Cuando llegué, ya estaba casi todo el Distrito reunido allí. Mis padres fueron interceptados por un Agente de la Paz cuando quisieron entrar en la zona que estaba reservada únicamente a los Tributos.

-Los familiares no pueden entrar-. Les había dicho aquel hombre alto y rubio, con una voz grave.

-Escúchame. Imagina que estas en el mar, rodeado de peces, muchos peces, donde nadie puede llegar a ti, donde estás a salvo de cualquier cosa-. Mi padre había puesto sus manos sobre mis hombros.

-El mismo lugar donde acabó el hombre después de naufragar por una gran tormenta-. Recordé esa historia que me había contado mi padre muchas veces antes de dormir, la de un hombre que se tiró a la mar porque estaba seguro de que había sobrevivido más tierra verde, en algún lugar, después de la gran ola que lo sumergió todo. No llegó muy lejos cuando fue sorprendido por una gran tormenta, que lanzaba rayos contra el agua y creaba olas gigantes.

-Exacto-. El sonrió, pero estaba triste.

-Se acabó la charla. Deben alejarse de aquí-. Ordenó el Agente de la Paz, jugando con su arma.

Mis padres me echaron una última mirada antes de apartarse. Los seguí con la mirada, para perderlos después de que se metieran entre la multitud, que aún iban hacia arriba y hacia abajo, intentando buscar el lugar perfecto para ser testigo de la Cosecha. El Agente de la Paz seguía en su sitio, impaciente por el movimiento de sus dedos sobre su arma.

Caminé rápidamente, no quería irritar más a ese Agente de la Paz, y me topé con otro que me llevó hasta mi sitio, en una de las filas de en medio de la zona de los chicos, junto a otros de mi misma edad. Si miraba para atrás, podía ver a un par de profesionales. Esto los entusiasmaba, era su día preferido del año y allí estaban, preparados para presentarse como voluntarios.

Después de unos minutos más de espera y de colocación de los Tributos, todo el mundo se calló. Se podía oír el ondear de las banderas del Capitolio, por el creciente aire del Norte, y a algunos pájaros cantando a lo lejos, fuera de la alambrada, que volaban sin callarse y aterrizaban en los canalones de las casas y las tiendas.

Luego, la puerta del Edificio de la Justicia se abrió y dio paso a todos los vencedores de nuestro Distrito, la mayoría de ellos, Profesionales. Se sentaron en las sillas que habían puesto encima del escenario. Allí también había instaladas dos urnas, una con los nombres de las chicas, y otra, con los nombres de los chicos.
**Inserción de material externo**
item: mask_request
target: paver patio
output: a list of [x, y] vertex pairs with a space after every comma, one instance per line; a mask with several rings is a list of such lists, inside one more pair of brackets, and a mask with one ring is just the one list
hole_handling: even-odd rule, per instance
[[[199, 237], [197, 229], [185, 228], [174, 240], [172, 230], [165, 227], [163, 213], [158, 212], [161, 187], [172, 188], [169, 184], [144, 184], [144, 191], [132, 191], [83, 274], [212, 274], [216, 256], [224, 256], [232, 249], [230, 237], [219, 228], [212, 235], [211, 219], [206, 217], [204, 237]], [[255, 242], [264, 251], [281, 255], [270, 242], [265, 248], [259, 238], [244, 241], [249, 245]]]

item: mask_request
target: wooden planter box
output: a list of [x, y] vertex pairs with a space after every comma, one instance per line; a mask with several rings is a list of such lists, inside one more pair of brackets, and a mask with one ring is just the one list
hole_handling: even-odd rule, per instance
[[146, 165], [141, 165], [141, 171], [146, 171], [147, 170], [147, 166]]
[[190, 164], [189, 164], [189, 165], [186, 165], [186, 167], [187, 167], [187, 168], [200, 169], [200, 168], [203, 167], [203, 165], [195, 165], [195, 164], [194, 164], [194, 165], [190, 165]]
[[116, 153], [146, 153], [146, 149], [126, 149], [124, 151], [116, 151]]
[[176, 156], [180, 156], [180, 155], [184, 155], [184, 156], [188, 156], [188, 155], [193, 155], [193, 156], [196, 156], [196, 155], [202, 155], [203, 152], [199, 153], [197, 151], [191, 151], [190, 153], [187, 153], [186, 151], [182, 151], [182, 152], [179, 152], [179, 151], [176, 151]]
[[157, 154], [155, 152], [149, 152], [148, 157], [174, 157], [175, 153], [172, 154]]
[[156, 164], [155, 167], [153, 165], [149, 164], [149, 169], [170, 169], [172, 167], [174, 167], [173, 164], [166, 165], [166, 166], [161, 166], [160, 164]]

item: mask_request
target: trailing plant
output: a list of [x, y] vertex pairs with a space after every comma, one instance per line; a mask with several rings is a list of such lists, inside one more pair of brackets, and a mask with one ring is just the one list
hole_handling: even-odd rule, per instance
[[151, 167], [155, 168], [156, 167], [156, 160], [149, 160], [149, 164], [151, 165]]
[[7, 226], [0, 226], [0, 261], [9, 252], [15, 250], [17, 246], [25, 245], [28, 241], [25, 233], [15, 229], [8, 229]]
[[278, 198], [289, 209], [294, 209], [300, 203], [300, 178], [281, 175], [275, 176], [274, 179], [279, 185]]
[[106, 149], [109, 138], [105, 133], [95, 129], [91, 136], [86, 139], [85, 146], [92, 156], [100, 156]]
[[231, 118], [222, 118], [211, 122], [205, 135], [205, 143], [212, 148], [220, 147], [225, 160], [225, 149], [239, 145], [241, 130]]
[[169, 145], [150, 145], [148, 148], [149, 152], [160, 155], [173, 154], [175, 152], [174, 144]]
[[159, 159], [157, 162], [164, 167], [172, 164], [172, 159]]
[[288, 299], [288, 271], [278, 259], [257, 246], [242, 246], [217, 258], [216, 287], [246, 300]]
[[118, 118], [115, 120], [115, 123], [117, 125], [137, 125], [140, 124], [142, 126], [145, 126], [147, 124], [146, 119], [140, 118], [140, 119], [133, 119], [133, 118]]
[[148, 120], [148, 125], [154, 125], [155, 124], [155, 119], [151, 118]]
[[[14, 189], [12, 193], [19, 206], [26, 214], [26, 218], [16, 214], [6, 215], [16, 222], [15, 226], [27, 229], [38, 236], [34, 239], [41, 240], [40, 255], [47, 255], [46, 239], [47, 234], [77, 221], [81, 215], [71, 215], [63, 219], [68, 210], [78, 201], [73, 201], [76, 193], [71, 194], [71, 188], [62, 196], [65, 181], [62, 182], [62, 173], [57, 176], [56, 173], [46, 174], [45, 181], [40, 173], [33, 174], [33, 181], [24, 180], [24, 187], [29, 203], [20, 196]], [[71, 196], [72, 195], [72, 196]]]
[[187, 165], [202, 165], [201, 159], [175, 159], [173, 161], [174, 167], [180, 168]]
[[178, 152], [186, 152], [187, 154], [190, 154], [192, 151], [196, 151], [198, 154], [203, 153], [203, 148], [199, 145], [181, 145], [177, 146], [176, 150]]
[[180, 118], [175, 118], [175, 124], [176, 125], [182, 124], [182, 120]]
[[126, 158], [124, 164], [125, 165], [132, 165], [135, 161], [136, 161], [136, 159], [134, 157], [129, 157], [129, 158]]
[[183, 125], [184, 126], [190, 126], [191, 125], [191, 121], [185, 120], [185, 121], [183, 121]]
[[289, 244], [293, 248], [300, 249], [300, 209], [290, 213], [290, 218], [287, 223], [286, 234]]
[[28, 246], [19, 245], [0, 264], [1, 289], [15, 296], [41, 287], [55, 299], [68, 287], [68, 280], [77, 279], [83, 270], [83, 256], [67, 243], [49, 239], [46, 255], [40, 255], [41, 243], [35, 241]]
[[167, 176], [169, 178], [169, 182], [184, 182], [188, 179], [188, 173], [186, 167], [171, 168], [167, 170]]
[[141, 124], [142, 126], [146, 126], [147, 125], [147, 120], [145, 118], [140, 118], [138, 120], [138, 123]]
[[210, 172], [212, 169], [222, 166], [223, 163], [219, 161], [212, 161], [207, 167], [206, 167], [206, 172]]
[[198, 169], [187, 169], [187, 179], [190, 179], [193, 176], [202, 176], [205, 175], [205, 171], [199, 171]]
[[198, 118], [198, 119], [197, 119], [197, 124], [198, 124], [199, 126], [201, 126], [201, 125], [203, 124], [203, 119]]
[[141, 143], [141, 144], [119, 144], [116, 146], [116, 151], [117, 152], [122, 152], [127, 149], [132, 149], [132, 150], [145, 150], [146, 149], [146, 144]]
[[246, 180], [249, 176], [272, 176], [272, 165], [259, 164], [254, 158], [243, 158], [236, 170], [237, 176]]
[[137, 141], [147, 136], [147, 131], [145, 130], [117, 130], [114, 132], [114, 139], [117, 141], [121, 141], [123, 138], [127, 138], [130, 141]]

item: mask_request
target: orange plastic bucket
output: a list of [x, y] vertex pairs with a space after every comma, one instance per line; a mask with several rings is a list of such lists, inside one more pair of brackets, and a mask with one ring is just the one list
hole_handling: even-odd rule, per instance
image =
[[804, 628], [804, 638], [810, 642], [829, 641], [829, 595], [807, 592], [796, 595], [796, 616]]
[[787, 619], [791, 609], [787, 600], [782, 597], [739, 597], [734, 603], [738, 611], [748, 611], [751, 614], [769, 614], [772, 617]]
Detrás de todas aquellas personas, salió un hombre que bien podrías decir que era habitante del Capitolio. Llevaba una americana púrpura brillante y chillona con unos pantalones color hierba que no pegaban mucho. Sus zapatos dorados relucían por toda la plaza, llegando incluso a resplandecer en algunos de los cristales de las casas más cercanas. Su pelo lo llevaba justo por debajo de la mandíbula y de un sinfín de colores. Se acercó al micrófono para decir las palabras que ya todos sabíamos:

-La Cosecha de los Sexagésimos Quintos Juegos del Hambre va a comenzar.